New Delhi: In November 2022, Jane Kaushik was hired by Uma Devi Children's Academy in Mohammadi Khiri, Lakhimpur Kheri district of Uttar Pradesh to teach Social Science and English after a rigorous round of interviews and test sessions. However, within a week of joining, her services were allegedly terminated by the school for being open about her gender identity. The aftermath of this incident sparked a battle for inclusivity and transgender rights in education. Two months after she was fired, the school has now yielded to one of her conditions for creation of a safe gender space in school campus. The school is first in Uttar Pradesh and probably , the first among other Indian schools to introduce a transgender sensitization course.
The Mooknayak spoke to the determined teacher who narrated in details the disappointments she had faced after multiple refusals by private schools in Delhi to recruit her, body shaming before male teachers and the pain of unemployment despite being highly qualified.
" The school hired me on 22nd November last , with the only condition that I wouldn't reveal my salary. Later they asked me to keep my gender identity in wraps. However, we cannot hide our body. Though i behaved and lived like any female teacher in the campus, the students and staff happened to know about my gender and hence, the school forced me to resign within a week. I was assigned no reason or explanation. The Principal humiliated and body shamed me in her room in the presence of two male teachers which was a horrifying experience to recount. I kept begging , implored them not to fire me but they were adamant " Jane told Themooknayak in a choked voice.
Forced to vacate hostel immediately
What hurts Jane more is the inhuman and inconsiderate treatment she was administered by the institution. " They asked me to vacate the hostel immediately in odd hours when there was no train to get back home. I had to take a bus at 8 pm, which was occupied by all male passengers. I cannot explain the extreme fear and insecurity I experienced during the journey until a few women boarded the bus at the Shahjahanpur stop, "Jane said. The teacher kept asking for a written document on the termination of service, but the school didn't comply. Frustrated by the apathy, Jane spoke out against the harassment and abuse she faced from both teachers and students on campus. She filed an online complaint with the Delhi Commission for Women. Later, the National Commission for Women (NCW) intervened and ordered a local probe into the matter. However, the school sent Ms. Kaushik a defamation notice, accusing her of conspiring to tarnish the reputation of the institution."
Cite Inefficiency as reason for dismissal
Jane told The Mooknayak that during the investigation carried out by the district authorities, the school vigorously denied her accusations and asserted that it had dismissed her due to her supposed inadequacy. However, immense pressure from her online petition that garnered wide media coverage and support from trans activists' groups , the school softened it's attitude . Jane had put forwarded few demands including an apology from the school for her improper dismissal, asked her position back in the school and a sensitisation course in the campus to ensure safe space for transgender staff and students .
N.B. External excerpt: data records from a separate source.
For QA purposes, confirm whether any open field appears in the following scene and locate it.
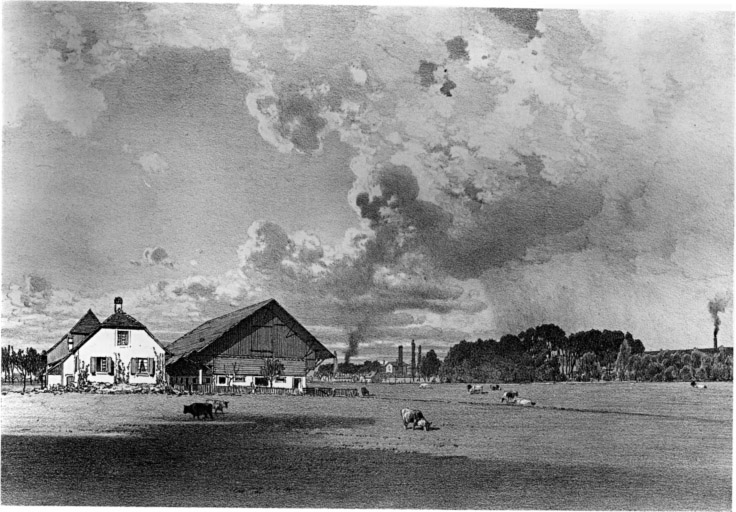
[2,383,733,510]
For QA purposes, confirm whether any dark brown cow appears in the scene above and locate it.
[207,400,228,414]
[184,403,215,420]
[401,409,430,430]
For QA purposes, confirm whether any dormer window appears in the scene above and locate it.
[117,331,130,347]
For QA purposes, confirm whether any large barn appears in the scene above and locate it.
[166,299,333,390]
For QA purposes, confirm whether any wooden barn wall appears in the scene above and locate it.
[212,356,314,376]
[205,308,314,359]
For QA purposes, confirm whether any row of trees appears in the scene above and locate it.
[440,324,733,382]
[608,344,733,382]
[2,346,46,392]
[440,324,644,382]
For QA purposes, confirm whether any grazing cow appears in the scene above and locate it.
[501,391,519,404]
[207,400,228,414]
[401,409,430,430]
[511,397,536,407]
[184,403,215,420]
[468,384,483,395]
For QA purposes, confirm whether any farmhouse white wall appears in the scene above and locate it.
[62,328,164,384]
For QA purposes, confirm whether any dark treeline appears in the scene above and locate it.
[439,324,733,382]
[2,346,46,391]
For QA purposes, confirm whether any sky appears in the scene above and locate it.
[2,2,734,361]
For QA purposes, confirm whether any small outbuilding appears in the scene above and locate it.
[166,299,334,390]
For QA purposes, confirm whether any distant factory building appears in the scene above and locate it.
[166,299,334,390]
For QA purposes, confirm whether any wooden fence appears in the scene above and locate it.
[171,384,373,398]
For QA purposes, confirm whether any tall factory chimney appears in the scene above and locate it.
[417,345,422,380]
[397,345,404,377]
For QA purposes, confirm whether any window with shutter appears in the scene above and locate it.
[117,331,130,347]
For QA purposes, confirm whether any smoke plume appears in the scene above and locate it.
[345,318,369,363]
[708,297,728,344]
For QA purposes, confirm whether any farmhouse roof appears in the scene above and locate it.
[166,299,333,365]
[101,311,146,329]
[69,309,100,334]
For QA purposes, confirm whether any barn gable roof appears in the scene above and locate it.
[166,299,332,365]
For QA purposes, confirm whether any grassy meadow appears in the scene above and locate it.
[1,382,733,510]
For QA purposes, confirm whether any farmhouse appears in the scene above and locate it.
[166,299,333,390]
[45,297,166,386]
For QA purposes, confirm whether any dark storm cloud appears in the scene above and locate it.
[173,282,217,299]
[130,247,174,269]
[445,36,470,60]
[357,160,604,279]
[488,8,542,39]
[418,60,439,87]
[94,46,253,121]
[277,94,327,153]
[440,77,457,97]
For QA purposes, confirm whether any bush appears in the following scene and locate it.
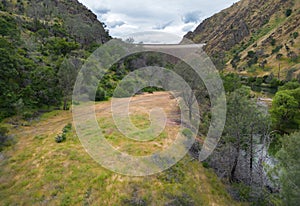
[293,32,299,39]
[285,9,293,17]
[95,87,107,101]
[55,123,72,143]
[0,127,13,152]
[55,133,66,143]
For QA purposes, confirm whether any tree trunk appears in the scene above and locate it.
[250,125,253,181]
[63,98,68,110]
[229,134,241,182]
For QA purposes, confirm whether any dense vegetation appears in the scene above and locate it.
[0,0,110,120]
[0,0,300,205]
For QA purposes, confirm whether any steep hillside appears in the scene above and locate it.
[185,0,300,80]
[0,0,110,121]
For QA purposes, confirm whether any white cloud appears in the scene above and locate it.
[79,0,237,42]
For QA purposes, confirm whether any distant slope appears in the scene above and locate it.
[185,0,300,79]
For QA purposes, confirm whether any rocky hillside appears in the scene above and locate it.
[185,0,300,80]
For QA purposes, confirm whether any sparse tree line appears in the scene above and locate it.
[191,74,300,205]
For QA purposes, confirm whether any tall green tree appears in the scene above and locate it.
[270,89,300,132]
[58,57,82,110]
[277,131,300,205]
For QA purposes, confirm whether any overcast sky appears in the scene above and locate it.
[79,0,238,43]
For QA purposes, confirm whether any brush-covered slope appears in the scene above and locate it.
[185,0,300,79]
[0,0,110,121]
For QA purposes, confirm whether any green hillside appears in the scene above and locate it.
[185,0,300,80]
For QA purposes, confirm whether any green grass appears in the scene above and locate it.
[0,107,241,205]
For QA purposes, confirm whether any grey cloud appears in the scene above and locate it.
[94,8,110,15]
[182,25,195,32]
[107,21,125,28]
[182,11,201,24]
[153,21,174,30]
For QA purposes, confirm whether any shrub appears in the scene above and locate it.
[285,9,293,17]
[95,87,107,101]
[293,32,299,39]
[0,127,13,152]
[55,123,72,143]
[55,133,66,143]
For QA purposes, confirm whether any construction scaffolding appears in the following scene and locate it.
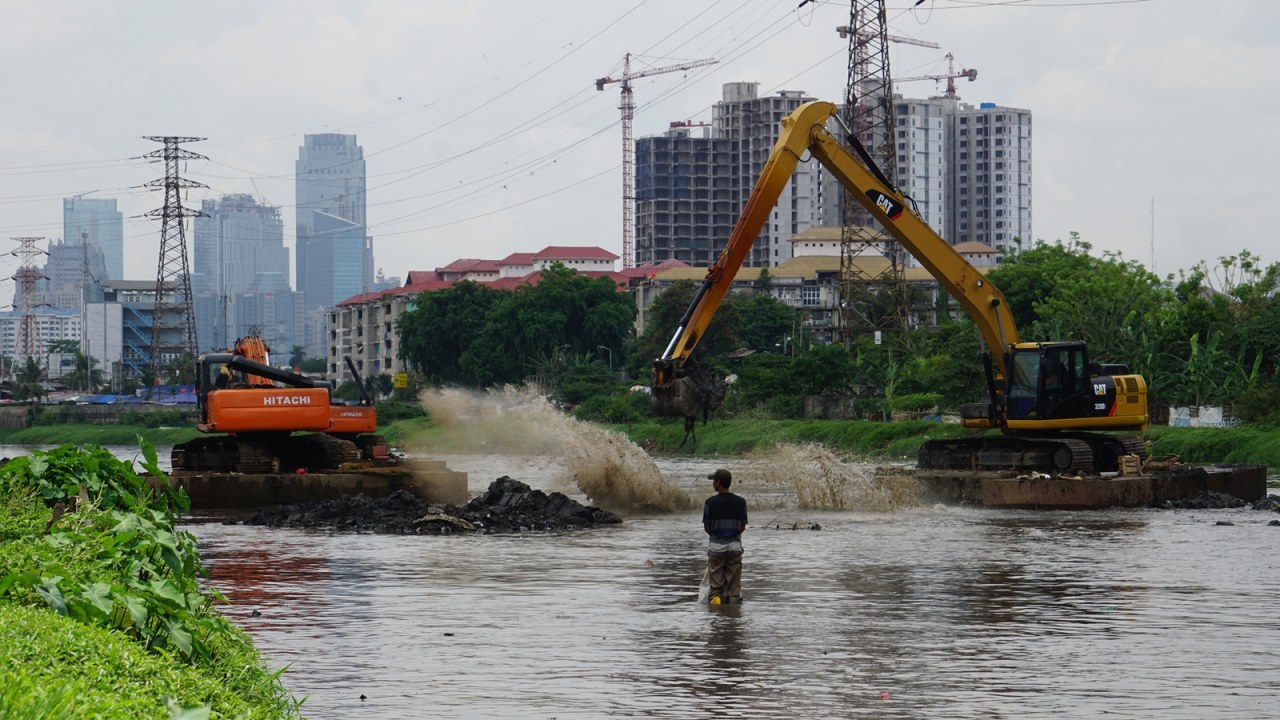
[145,136,207,383]
[595,53,718,269]
[13,237,45,369]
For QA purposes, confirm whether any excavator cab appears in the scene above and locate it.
[1006,342,1089,420]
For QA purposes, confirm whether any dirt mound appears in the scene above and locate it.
[244,477,622,534]
[1157,489,1248,510]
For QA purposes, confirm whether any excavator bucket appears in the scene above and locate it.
[649,377,703,418]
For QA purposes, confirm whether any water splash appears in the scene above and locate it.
[421,387,691,512]
[735,445,925,512]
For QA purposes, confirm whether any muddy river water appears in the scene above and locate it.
[7,389,1280,720]
[187,443,1280,720]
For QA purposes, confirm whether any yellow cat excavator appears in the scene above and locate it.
[650,102,1148,471]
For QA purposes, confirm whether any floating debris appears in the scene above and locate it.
[244,477,622,536]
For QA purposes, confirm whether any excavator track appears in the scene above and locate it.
[170,433,364,474]
[916,433,1146,473]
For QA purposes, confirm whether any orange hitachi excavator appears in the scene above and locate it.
[650,102,1147,470]
[172,336,394,473]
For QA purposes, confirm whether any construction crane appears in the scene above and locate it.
[893,53,978,100]
[595,53,719,268]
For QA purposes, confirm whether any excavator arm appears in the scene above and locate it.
[652,102,1018,418]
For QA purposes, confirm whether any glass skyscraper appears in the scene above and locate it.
[296,133,374,309]
[63,197,124,281]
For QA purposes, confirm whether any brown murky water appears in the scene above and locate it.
[180,394,1280,720]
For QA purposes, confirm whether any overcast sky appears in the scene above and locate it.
[0,0,1280,285]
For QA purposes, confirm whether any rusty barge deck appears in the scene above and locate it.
[910,465,1267,510]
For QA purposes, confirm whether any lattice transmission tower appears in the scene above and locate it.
[837,0,916,346]
[143,136,207,382]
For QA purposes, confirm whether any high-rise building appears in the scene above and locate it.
[947,102,1033,250]
[636,82,1032,266]
[636,82,826,266]
[63,197,124,282]
[34,242,106,310]
[635,126,737,265]
[892,95,956,237]
[192,195,294,351]
[296,133,374,309]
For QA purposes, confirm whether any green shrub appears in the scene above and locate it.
[0,438,297,720]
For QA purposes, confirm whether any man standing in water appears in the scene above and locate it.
[703,468,746,605]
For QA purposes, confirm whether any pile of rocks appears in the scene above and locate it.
[244,477,622,534]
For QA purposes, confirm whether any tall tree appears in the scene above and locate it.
[397,281,507,384]
[461,263,635,386]
[736,292,800,352]
[63,351,102,392]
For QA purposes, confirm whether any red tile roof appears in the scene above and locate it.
[404,270,450,286]
[435,258,498,273]
[534,245,618,260]
[498,252,538,265]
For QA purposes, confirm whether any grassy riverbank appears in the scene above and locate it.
[0,446,298,720]
[0,423,201,447]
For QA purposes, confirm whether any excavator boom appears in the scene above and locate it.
[650,102,1148,469]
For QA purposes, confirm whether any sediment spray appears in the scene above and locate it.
[422,387,692,512]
The school has not only withdrawn the defamation notice but also agreed to comply with Kaushik's requests, including the implementation of a transgender awareness program on campus and the creation of a mechanism for reporting discrimination.
" Although the school has not offered an apology , they have offered to give me back my job but only if I agreed to sit for another exam. I do not want to be made to dance to the school’s tunes after what they put me through but I agreed to help them build the course and set up the complaint mechanism,” Kaushik said. The teacher says , she needs the job badly and that is the only reason why she is considering to appear the test slated for March 20th.
Advocacy for transgenders' reservation
Jane has filed a petition at the Delhi High Court wherein she contends that all advertised vacancies for teaching staff for government schools are confined only to the binary male-and-female genders, thereby excluding transgender persons as a separate category. Discrimination in employment based on gender identity is prohibited under Sections 3(b) and (c) (prohibition against discrimination) and 9 (non-discrimination in employment) of the Transgender Protection Act as well as Rules 10(4), 11 and 12 of the Transgender Persons (Protection of Rights) Rules, 2020.
Jane asserts, "The Scheduled Caste and Scheduled Tribe communities have also faced oppression and harassment for years. Our government realized that their rights would only be protected through the means of reservation in jobs and education. Similarly, the non-gender conforming community is also in dire need of protection for their dignity and an equal opportunity for a respectable life."
The Transgender Protection Act, 2019
IN 2014, the National Legal Services Authority (NALSA) judgment of the Supreme Court of India gave legal recognition to the third gender. The court’s NALSA guidelines ordered the Union and state governments to ensure the progressive realisation of the civil and socio-economic rights of transgender persons. Five years after these guidelines were laid down, the Transgender Persons (Protection of Rights) Act, 2019 (Transgender Protection Act) came into force. However, time and again, it has been highlighted that there is little to no adherence to the law by states.